Keywords: Nonresponse, Survey Protocol, Survey Design, Behavioural Insights
Mr Sebastian Kocar (Australian National University) - Presenting Author
Dr Nicholas Biddle (Australian National University)
In web surveys, paradata as process data describing the data collection could be categorized into two main categories: device-type paradata (e.g. device, browser), and questionnaire navigation paradata (e.g. mouse clicks, breaking off page). In addition to those two categories of web paradata, there is a separate class of paradata known as online panel paradata (e.g. survey invitations, surveys completed, panel attrition), which are still a less explored topic.
There are three key aspects related to survey errors and specific to longitudinal surveys and online panels: panel conditioning, panel attrition and survey non-response without subsequent attrition. Panel participation has already been investigated in the literature using device-type paradata and questionnaire navigation paradata. However, online panel paradata offer even more complex insight into the respondent’s participation behaviour over time. Longitudinal nature of panel paradata offer opportunities for analyses controlling for unobserved heterogeneity, in contrast to more traditional statistical methods for studying panel participation such as survival analysis, logistic regression, multiple linear regression, or classification and regression trees.
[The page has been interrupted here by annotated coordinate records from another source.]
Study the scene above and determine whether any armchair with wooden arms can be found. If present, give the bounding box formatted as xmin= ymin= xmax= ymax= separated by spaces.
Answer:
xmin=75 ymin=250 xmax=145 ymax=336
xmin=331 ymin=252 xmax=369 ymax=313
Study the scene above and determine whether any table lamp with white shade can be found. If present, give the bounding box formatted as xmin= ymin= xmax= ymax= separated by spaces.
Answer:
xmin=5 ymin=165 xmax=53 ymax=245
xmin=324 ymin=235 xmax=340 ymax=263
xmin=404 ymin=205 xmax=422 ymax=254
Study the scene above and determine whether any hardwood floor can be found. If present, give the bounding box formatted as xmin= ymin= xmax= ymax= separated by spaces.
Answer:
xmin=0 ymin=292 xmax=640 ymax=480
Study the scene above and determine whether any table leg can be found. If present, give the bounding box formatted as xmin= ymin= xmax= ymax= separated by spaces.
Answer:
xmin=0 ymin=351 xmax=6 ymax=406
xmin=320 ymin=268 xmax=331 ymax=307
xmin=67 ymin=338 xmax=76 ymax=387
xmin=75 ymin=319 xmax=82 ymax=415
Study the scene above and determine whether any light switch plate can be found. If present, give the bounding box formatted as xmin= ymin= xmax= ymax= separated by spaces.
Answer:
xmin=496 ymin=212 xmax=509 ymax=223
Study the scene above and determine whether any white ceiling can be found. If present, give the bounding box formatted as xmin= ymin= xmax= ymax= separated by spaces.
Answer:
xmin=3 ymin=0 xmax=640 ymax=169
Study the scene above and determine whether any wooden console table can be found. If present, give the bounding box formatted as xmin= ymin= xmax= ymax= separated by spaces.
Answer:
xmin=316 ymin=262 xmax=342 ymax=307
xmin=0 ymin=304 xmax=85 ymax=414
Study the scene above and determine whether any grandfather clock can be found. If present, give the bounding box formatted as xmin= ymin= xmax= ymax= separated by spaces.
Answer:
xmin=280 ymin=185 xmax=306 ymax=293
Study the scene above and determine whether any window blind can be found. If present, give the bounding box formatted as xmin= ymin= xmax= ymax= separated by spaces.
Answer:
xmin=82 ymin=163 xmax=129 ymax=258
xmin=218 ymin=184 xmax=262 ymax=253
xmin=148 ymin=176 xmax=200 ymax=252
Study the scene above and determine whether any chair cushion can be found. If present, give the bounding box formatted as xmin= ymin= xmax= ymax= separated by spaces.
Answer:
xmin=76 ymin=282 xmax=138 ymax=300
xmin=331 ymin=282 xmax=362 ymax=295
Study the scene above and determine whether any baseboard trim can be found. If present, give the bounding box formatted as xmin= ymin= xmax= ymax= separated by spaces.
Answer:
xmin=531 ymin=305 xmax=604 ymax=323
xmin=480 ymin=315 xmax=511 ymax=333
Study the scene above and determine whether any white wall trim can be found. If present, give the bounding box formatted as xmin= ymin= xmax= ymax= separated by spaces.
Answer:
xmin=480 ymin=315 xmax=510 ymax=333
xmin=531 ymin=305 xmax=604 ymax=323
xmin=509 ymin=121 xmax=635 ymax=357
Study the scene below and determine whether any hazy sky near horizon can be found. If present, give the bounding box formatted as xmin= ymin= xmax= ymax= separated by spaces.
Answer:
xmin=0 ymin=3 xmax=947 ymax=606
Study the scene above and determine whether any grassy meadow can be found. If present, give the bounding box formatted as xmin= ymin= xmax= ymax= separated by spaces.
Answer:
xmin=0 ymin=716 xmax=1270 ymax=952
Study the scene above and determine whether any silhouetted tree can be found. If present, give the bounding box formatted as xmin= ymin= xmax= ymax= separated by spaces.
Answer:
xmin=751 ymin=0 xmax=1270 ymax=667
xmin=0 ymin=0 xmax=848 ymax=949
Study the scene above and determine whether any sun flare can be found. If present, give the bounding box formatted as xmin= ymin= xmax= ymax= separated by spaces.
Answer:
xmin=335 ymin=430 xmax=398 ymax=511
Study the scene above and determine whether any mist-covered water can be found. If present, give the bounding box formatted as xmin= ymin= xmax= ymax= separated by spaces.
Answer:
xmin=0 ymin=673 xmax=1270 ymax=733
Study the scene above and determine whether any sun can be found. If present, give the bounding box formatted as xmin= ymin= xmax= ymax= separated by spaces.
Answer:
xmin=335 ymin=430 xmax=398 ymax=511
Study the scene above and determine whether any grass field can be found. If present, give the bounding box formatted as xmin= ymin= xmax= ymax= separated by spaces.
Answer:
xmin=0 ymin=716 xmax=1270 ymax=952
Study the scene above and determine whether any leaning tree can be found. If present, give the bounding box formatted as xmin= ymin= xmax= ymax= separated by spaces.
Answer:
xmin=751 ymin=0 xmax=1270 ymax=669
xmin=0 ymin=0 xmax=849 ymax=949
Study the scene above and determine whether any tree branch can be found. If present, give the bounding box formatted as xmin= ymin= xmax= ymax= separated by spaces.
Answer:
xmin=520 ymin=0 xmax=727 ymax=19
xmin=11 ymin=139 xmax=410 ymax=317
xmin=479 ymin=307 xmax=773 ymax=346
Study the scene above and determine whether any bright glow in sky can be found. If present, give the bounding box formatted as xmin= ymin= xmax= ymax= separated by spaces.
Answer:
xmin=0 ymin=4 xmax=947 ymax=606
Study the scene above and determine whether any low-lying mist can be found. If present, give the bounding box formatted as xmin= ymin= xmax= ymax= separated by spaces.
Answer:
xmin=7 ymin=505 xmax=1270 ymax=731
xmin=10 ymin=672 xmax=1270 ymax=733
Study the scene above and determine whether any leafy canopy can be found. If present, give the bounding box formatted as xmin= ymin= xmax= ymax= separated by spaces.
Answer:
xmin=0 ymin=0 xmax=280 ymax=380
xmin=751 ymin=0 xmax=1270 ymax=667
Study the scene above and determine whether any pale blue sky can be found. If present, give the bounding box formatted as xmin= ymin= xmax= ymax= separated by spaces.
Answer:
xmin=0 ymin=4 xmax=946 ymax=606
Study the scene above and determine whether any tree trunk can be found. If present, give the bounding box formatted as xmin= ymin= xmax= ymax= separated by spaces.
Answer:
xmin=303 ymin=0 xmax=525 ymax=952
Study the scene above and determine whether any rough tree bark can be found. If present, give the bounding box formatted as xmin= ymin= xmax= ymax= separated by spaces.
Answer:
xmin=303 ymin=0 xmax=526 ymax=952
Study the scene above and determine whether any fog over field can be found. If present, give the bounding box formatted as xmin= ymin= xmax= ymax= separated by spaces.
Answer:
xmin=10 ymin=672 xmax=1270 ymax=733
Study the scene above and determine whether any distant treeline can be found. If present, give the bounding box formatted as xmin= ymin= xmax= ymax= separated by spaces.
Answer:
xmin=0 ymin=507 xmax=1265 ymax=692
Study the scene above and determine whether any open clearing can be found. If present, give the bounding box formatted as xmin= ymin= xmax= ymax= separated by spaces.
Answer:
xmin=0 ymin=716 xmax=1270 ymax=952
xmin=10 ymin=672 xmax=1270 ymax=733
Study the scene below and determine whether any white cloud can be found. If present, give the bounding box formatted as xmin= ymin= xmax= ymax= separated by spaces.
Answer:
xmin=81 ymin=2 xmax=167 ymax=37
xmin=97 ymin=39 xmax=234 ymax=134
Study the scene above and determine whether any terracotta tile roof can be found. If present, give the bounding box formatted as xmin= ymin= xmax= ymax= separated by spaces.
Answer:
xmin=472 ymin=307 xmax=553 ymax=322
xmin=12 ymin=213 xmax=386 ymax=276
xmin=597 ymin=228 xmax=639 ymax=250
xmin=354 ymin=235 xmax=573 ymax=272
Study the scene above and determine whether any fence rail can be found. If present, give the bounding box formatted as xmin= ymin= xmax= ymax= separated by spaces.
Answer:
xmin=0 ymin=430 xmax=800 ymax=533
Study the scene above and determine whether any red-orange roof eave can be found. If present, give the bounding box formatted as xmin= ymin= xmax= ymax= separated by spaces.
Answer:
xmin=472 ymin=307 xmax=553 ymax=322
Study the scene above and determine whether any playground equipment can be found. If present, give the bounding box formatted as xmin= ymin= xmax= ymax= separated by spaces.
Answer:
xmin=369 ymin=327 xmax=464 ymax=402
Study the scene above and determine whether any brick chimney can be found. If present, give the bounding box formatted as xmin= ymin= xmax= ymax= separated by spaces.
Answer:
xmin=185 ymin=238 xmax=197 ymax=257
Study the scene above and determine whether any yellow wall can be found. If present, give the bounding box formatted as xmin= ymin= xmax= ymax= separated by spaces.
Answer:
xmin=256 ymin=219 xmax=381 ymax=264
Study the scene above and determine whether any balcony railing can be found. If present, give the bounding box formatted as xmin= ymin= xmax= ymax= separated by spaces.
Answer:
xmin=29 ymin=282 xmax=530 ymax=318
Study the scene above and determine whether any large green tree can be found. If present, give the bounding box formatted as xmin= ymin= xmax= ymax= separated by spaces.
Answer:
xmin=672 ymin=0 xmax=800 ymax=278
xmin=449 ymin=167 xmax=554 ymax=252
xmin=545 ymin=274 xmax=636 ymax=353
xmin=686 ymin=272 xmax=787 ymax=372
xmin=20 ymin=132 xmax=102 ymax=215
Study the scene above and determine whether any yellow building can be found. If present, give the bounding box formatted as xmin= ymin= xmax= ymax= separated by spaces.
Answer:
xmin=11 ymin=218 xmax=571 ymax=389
In this study, we investigated factors affecting participation rates, i.e. non-response and attrition rates, using panel participation paradata and questionnaire navigation paradata. We derived sets of longitudinal variables measuring respondent behaviour over time, such as survey outcome rates, consecutive waves with a particular survey outcome (e.g. response, refusal), and changes in within-survey behaviour over time (e.g. duration, break-offs). Using all the waves of Life in Australia (LinA) participation data for all recruited members of the panel, we tried to identify the best socio-demographic, panel behaviour and within-survey behaviour predictors of non-response and attrition. The purpose of the presentation is to compare the predictive power of panel paradata with the predictive power of questionnaire navigation paradata and to discuss how to mix those approaches to predict panel (non)participation accurately.
Dr Jamie Moore (Department of Social Statistics and Demography, University of Southampton) - Presenting Author
Professor Gabriele Durrant (Department of Social Statistics and Demography, University of Southampton)
Professor Peter Smith (Department of Social Statistics and Demography, University of Southampton)
We assess the impacts of non-response on Understanding Society (USoc) survey dataset quality. Non-response is problematic in surveys because non-respondent – respondent differences can cause estimate non-response biases compared to fully observed values. USoc is a major UK longitudinal survey on social, economic and health topics. In longitudinal surveys, the impacts of non-response on datasets across survey waves (i.e. sample attrition) are of interest, as are impacts during within wave data collection: some subjects are only interviewed after multiple attempts, so cost conscious designers must decide how many attempts to make to obtain acceptable dataset quality. To measure dataset quality, we use representativeness indicators (Coefficients of Variation of response propensities: CVs), which quantify subset-sample similarity in terms of variation in inclusion propensities estimated given an auxiliary covariate set. Low levels of variation imply low risks of biases in subset estimates. We assess how the USoc dataset changes across waves compared to the (non-response weighted) first wave dataset (other information on first wave non-respondents is not available), including computing partial CV variants to quantify auxiliary covariate associated impacts on datasets that could be targeted by method modifications to improve dataset quality. We also analogously consider (with wave) data collection, with a focus on whether datasets stabilise after fewer than the current number of attempts to interview subjects. In addition, we compare inferences from these analyses to similar inferences given changes in substantive survey covariates. Then, using our findings, we advise on future USoc data collection.